One of the core sources of funding for many nursing homes comes from the Centers for Medicare and Medicaid Services, an agency under Health and Human Services. Recently the agency ruled that they will not fund nursing homes that use arbitration rather than taking grievances to court. This means if a nursing home or its staff is suspected of abuse or neglect, the resident, their family and attorney can fully investigate the case, and seek compensation for the resident and their family.

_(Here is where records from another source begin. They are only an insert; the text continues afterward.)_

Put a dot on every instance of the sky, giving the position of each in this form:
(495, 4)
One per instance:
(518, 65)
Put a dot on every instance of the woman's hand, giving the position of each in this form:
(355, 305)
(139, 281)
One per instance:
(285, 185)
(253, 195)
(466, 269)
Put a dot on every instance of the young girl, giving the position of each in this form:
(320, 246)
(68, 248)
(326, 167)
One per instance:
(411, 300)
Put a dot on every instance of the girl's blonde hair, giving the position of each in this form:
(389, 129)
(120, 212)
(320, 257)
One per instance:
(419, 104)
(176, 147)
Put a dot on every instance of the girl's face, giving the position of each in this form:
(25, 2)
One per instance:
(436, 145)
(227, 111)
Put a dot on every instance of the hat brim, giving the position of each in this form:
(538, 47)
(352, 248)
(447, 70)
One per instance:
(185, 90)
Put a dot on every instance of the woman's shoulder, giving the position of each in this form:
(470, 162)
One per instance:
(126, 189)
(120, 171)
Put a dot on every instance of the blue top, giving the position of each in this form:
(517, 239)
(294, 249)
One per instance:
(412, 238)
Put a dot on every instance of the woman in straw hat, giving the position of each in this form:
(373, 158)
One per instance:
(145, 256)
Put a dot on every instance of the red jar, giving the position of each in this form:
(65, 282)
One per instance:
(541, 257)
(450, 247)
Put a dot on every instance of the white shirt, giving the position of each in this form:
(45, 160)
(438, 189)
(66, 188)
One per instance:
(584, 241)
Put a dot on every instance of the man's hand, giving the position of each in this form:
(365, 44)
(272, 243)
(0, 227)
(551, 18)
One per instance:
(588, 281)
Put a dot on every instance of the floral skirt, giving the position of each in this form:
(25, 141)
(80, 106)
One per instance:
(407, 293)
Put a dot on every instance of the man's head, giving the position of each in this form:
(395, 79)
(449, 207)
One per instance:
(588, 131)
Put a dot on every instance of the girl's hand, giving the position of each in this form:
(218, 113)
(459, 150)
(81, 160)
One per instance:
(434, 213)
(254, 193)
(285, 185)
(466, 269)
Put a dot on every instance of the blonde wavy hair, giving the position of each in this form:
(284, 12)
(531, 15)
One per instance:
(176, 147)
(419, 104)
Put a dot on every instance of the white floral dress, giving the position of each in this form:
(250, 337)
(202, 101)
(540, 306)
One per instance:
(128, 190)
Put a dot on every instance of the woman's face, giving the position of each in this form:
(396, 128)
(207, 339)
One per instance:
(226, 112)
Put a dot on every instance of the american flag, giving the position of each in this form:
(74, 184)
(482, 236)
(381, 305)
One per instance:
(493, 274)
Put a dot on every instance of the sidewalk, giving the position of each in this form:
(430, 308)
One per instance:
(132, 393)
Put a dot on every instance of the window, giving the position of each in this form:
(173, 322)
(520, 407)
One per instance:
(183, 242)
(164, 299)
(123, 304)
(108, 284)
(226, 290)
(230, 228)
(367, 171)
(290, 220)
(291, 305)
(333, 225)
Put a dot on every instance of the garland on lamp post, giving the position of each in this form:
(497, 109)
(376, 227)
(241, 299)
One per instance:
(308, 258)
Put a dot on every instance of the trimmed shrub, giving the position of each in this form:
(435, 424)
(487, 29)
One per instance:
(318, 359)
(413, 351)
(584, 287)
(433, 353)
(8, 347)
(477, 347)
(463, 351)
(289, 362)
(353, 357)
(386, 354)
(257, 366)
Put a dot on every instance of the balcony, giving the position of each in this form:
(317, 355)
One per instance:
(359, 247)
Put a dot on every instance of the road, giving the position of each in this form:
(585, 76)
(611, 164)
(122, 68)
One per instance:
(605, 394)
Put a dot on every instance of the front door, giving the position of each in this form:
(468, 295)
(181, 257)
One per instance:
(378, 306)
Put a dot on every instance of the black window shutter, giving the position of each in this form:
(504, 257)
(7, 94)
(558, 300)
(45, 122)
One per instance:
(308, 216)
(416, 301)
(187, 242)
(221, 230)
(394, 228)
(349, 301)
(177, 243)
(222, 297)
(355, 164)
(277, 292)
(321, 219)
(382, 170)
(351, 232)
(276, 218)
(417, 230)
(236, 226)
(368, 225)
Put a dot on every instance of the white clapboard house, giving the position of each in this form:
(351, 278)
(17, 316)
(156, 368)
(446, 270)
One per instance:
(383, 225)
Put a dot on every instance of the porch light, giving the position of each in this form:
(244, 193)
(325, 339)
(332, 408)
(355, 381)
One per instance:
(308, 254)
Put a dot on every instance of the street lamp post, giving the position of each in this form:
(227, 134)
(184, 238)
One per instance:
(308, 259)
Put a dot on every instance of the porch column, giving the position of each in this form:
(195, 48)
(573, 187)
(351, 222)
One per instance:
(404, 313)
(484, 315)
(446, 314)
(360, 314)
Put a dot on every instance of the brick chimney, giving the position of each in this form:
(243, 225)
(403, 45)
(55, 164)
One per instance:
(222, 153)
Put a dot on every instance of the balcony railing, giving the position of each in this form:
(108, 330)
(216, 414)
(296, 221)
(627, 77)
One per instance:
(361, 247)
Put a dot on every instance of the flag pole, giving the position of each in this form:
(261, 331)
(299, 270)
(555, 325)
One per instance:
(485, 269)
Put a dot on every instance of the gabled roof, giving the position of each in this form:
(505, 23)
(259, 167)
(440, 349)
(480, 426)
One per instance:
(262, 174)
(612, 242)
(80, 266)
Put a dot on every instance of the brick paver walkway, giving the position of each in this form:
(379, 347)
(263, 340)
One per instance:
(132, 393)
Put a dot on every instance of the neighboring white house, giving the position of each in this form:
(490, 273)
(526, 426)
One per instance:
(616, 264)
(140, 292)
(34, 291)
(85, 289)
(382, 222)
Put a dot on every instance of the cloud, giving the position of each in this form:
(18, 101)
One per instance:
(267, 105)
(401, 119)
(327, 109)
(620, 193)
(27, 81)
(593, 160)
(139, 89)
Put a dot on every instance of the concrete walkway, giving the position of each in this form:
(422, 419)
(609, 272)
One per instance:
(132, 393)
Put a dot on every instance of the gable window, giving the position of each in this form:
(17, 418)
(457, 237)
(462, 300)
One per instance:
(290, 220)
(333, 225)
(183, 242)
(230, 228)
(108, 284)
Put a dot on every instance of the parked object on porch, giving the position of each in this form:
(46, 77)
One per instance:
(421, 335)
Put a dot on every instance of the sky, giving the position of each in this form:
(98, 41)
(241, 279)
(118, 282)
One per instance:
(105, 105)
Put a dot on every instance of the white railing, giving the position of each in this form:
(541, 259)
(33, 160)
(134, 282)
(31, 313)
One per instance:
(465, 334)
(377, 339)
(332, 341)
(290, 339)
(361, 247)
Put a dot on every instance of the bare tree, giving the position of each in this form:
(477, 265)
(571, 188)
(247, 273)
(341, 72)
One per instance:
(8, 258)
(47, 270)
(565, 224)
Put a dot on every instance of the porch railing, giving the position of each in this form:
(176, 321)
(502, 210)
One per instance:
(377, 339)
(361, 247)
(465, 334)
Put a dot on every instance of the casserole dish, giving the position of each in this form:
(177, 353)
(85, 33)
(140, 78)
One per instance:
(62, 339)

The rule applies to residents who have yet to move into nursing homes. It is expected that this change will affect over 1.5 million nursing home residents who will reside at facilities that are involved with Medicare and Medicaid.

You Have Options

The cutoff of funding prevents clauses requiring arbitration, but depending on the case, a resident's lawyer can still review the case and their client may still opt for settlement that includes arbitration methods. However, since it is not mandated in their residential contract they have more freedom to negotiate and stand up for their rights if they believe they have not been treated as they should.

If you believe you or a loved one is being abused or neglected at a nursing home, it is important to get to the bottom of what is happening as soon as possible. A good elder law attorney can help you and your family member stand up for their rights, which may include compensation for injuries, as well as the pursuit of justice.